La conseillère est néanmoins convaincue que la Société de transport de Sherbrooke (STS) cherche des solutions.

« Il faut regarder tout le réseau pour qu'il soit plus efficace. Il faut peut-être se demander comment on peut faire les choses autrement. En Finlande, ils ont développé un système de petits autobus peu coûteux qui fonctionne presque sur appel. L'idée n'est pas de le copier, mais de s'en inspirer pour penser à long terme. »

Annie Godbout ajoute qu'il faut agir rapidement, même si la construction du boulevard René-Lévesque promet de changer les habitudes. « J'avais organisé une exposition au centre culturel Pierre-Gobeil et j'ai été surprise de voir combien de personnes ne sont pas venues parce qu'il était difficile de se rendre à Rock Forest en autobus. Nous avons été obligés d'organiser du covoiturage. Il faut revoir les trajets en fonction des développements. »

Dans Fleurimont

Danielle Berthold est responsable du comité de la qualité du service à la STS. Elle sait pertinemment que ses concitoyens des secteurs Virginie-Laflamme et de la Haute-Ville souhaiteraient eux aussi que les autobus arpentent leur quartier.

« Ce sont souvent de jeunes familles. Les parents vont encore à l'université. De la Haute-Ville, ils doivent marcher jusqu'à la rue Allard, sur la rue King Est, où il n'y a pas de trottoir. S'il y avait du service, ne serait-ce qu'aux heures de pointe, je serais contente. »

Mme Berthold est toutefois bien consciente des défis budgétaires qui s'imposent. « Il faudrait avoir les coudées franches avec le gouvernement du Québec... »

Le président de la STS, Bruno Vachon, explique que la volonté est présente. « Il faut faire de l'optimisation. Nous avons mis en place les outils pour voir comment les gens utilisent les services et voir où nous pouvons aller chercher du temps, autant pour Rock Forest que Fleurimont. Ça fait déjà plusieurs années que nous faisons des pressions. Pour le moment, soit on met plus d'argent, ce qui est impossible, soit on enlève du service ailleurs, soit on diminue la fiabilité du réseau. »

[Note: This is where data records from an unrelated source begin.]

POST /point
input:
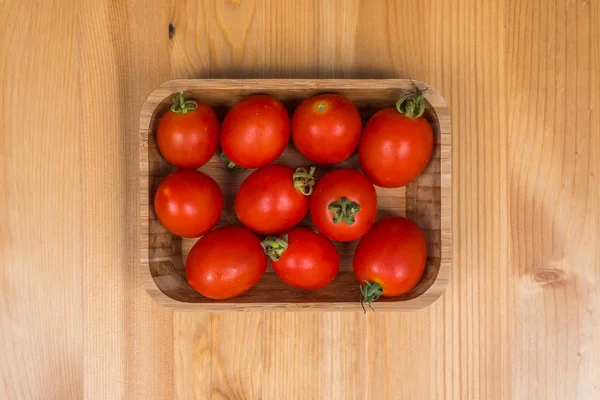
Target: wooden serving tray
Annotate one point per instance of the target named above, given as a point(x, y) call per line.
point(427, 200)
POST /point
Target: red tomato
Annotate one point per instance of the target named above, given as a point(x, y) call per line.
point(326, 128)
point(273, 198)
point(188, 134)
point(255, 131)
point(390, 259)
point(343, 206)
point(225, 262)
point(396, 144)
point(303, 258)
point(188, 203)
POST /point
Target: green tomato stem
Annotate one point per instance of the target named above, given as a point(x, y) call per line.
point(344, 210)
point(180, 105)
point(231, 166)
point(304, 180)
point(274, 247)
point(369, 291)
point(412, 105)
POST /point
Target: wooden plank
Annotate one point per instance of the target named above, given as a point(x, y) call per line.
point(519, 318)
point(41, 204)
point(553, 129)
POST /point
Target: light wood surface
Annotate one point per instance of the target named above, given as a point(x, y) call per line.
point(520, 317)
point(426, 200)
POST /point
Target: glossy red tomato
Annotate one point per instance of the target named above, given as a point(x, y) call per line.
point(188, 203)
point(273, 198)
point(390, 259)
point(255, 131)
point(343, 206)
point(225, 262)
point(188, 134)
point(326, 128)
point(303, 258)
point(396, 144)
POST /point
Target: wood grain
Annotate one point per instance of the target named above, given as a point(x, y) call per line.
point(426, 200)
point(519, 319)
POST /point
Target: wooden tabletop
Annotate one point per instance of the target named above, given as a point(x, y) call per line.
point(520, 317)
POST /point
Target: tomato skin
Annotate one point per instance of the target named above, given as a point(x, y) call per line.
point(310, 262)
point(188, 203)
point(352, 185)
point(190, 139)
point(267, 201)
point(255, 131)
point(326, 128)
point(392, 254)
point(225, 262)
point(394, 149)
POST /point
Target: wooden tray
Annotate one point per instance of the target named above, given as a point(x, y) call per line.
point(426, 201)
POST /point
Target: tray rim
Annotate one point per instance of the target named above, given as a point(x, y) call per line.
point(168, 88)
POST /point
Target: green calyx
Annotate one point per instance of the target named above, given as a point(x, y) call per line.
point(274, 246)
point(180, 105)
point(231, 166)
point(412, 105)
point(304, 180)
point(344, 210)
point(369, 291)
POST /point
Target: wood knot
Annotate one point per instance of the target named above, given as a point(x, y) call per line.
point(547, 276)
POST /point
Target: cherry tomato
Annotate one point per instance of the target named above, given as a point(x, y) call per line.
point(255, 131)
point(188, 203)
point(225, 262)
point(273, 198)
point(326, 128)
point(396, 144)
point(303, 258)
point(390, 259)
point(343, 206)
point(188, 134)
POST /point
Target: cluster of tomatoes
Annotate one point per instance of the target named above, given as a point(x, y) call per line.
point(393, 149)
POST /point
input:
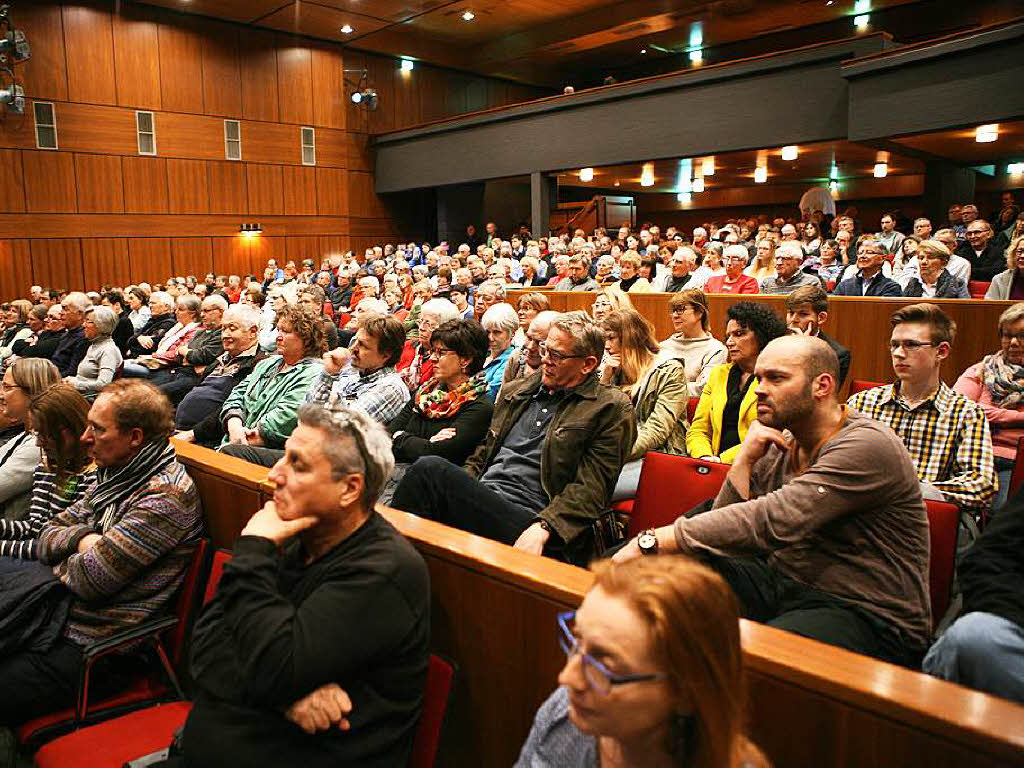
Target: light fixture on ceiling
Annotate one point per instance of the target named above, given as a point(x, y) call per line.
point(985, 133)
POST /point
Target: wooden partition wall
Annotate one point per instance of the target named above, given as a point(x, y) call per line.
point(96, 211)
point(494, 614)
point(859, 324)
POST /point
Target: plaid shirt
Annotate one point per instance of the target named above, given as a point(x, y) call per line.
point(380, 395)
point(947, 437)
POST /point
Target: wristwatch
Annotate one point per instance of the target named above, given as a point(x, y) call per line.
point(647, 542)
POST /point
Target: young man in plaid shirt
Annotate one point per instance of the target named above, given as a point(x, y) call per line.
point(945, 433)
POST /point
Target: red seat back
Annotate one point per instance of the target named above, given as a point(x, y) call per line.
point(943, 519)
point(670, 486)
point(440, 675)
point(859, 385)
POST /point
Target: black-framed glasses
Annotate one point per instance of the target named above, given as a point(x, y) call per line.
point(597, 675)
point(555, 355)
point(910, 345)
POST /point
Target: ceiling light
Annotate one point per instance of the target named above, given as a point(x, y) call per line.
point(985, 133)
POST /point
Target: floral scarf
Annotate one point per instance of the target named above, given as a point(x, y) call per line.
point(434, 402)
point(1005, 381)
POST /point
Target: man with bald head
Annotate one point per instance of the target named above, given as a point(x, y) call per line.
point(820, 531)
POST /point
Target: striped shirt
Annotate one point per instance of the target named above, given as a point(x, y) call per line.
point(18, 538)
point(947, 437)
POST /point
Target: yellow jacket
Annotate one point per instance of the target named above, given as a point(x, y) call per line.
point(705, 434)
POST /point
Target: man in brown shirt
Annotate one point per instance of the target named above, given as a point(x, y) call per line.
point(822, 532)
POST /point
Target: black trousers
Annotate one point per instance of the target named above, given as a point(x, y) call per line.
point(768, 596)
point(437, 489)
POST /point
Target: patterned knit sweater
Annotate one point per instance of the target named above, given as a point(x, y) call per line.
point(134, 570)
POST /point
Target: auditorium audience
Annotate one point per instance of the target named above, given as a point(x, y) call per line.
point(656, 385)
point(121, 551)
point(449, 416)
point(314, 649)
point(556, 445)
point(58, 419)
point(997, 385)
point(728, 403)
point(945, 433)
point(653, 675)
point(102, 358)
point(823, 534)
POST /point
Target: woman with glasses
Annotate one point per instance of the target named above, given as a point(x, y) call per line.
point(23, 380)
point(58, 418)
point(449, 416)
point(653, 675)
point(997, 385)
point(1009, 285)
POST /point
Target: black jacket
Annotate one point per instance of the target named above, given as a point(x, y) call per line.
point(278, 629)
point(991, 572)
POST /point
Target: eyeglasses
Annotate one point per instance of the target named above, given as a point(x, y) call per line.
point(597, 675)
point(911, 345)
point(555, 355)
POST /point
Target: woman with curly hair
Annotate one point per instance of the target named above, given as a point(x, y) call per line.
point(728, 403)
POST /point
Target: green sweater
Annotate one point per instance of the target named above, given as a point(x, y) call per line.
point(268, 398)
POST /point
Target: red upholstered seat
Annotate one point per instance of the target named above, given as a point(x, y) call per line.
point(671, 485)
point(943, 519)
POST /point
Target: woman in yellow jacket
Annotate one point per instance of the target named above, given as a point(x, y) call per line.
point(728, 402)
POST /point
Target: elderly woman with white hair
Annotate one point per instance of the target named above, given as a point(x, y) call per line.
point(501, 322)
point(102, 358)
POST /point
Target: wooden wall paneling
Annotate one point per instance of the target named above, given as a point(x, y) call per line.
point(221, 78)
point(227, 188)
point(258, 65)
point(300, 190)
point(97, 129)
point(265, 184)
point(332, 192)
point(271, 142)
point(99, 183)
point(180, 66)
point(45, 74)
point(11, 181)
point(295, 81)
point(89, 46)
point(49, 181)
point(150, 259)
point(15, 268)
point(104, 261)
point(136, 59)
point(192, 256)
point(193, 136)
point(145, 184)
point(187, 186)
point(330, 92)
point(57, 263)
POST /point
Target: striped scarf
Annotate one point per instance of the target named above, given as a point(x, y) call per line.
point(117, 483)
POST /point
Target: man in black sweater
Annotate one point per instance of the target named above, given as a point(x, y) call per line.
point(313, 651)
point(984, 648)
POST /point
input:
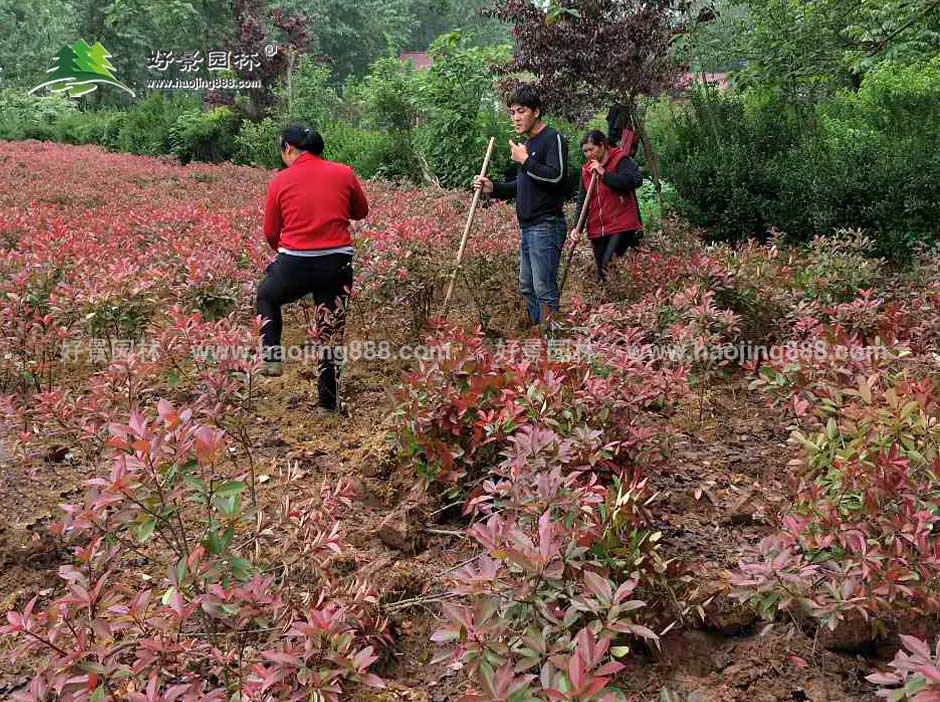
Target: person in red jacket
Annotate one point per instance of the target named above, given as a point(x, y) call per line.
point(306, 221)
point(613, 220)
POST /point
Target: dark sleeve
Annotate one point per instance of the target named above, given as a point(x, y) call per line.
point(553, 171)
point(504, 191)
point(625, 177)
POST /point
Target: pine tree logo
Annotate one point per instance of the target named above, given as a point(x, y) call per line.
point(79, 68)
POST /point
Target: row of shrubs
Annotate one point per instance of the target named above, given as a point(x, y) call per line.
point(395, 123)
point(744, 163)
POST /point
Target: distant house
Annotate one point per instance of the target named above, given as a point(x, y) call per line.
point(420, 59)
point(719, 80)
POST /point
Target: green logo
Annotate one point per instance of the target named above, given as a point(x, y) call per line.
point(79, 68)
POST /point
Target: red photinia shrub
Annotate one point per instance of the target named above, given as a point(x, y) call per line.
point(546, 595)
point(455, 414)
point(916, 671)
point(171, 511)
point(860, 537)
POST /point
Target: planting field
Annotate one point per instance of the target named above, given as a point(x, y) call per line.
point(747, 511)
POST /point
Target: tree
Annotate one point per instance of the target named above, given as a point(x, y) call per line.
point(808, 48)
point(586, 54)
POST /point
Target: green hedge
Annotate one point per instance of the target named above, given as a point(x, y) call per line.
point(743, 163)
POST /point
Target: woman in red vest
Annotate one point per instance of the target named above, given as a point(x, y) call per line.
point(306, 221)
point(613, 221)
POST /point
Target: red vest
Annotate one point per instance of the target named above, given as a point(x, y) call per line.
point(610, 210)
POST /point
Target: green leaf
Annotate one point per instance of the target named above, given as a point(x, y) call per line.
point(145, 530)
point(242, 568)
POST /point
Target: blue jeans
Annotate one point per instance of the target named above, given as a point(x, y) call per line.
point(539, 256)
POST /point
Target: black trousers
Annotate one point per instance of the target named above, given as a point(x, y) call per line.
point(289, 278)
point(617, 244)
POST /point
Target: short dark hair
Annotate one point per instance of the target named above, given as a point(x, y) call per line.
point(595, 137)
point(525, 96)
point(302, 137)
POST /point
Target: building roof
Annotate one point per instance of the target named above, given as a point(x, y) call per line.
point(420, 59)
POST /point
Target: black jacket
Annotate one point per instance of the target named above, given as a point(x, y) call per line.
point(541, 184)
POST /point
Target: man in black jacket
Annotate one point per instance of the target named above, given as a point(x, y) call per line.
point(540, 190)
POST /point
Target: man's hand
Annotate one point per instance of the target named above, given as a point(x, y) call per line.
point(519, 152)
point(483, 183)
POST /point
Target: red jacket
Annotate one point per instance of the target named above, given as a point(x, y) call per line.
point(613, 206)
point(310, 203)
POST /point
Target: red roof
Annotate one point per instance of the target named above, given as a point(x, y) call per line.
point(718, 79)
point(420, 59)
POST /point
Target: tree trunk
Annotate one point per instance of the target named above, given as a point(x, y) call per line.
point(290, 89)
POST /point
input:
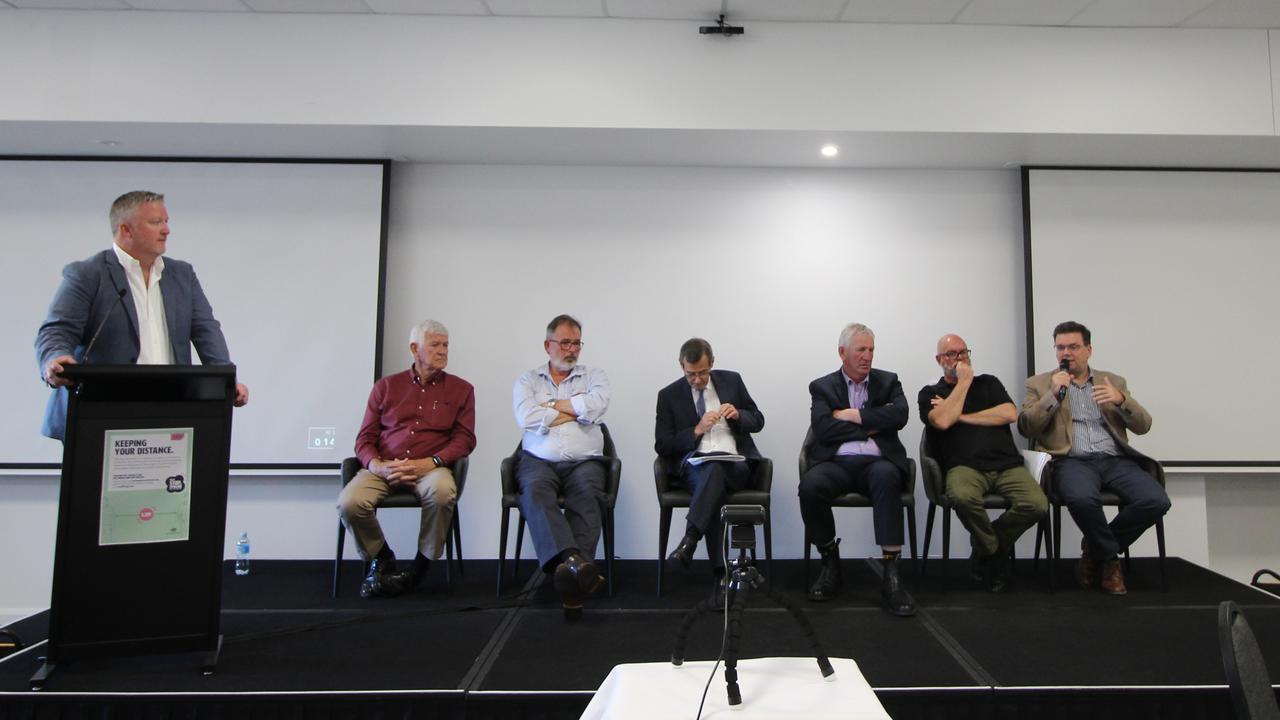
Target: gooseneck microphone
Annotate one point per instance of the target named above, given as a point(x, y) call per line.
point(119, 300)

M. Vachon précise que chaque minute ajoutée à un trajet représente des dépenses annuelles de 25 000 $. « Il faut aussi penser aux correspondances. Si on ajoute une minute sur le trajet 17 à Rock Forest, il faut aussi ajouter une minute sur le trajet 18, avec lequel il correspond. Ce sont donc 50 000 $ qu'il faut trouver. »

Bruno Vachon ajoute que certains services sont liés à des subventions. Couper dans ces services pour optimiser signifierait qu'il faudrait rembourser une partie des subventions.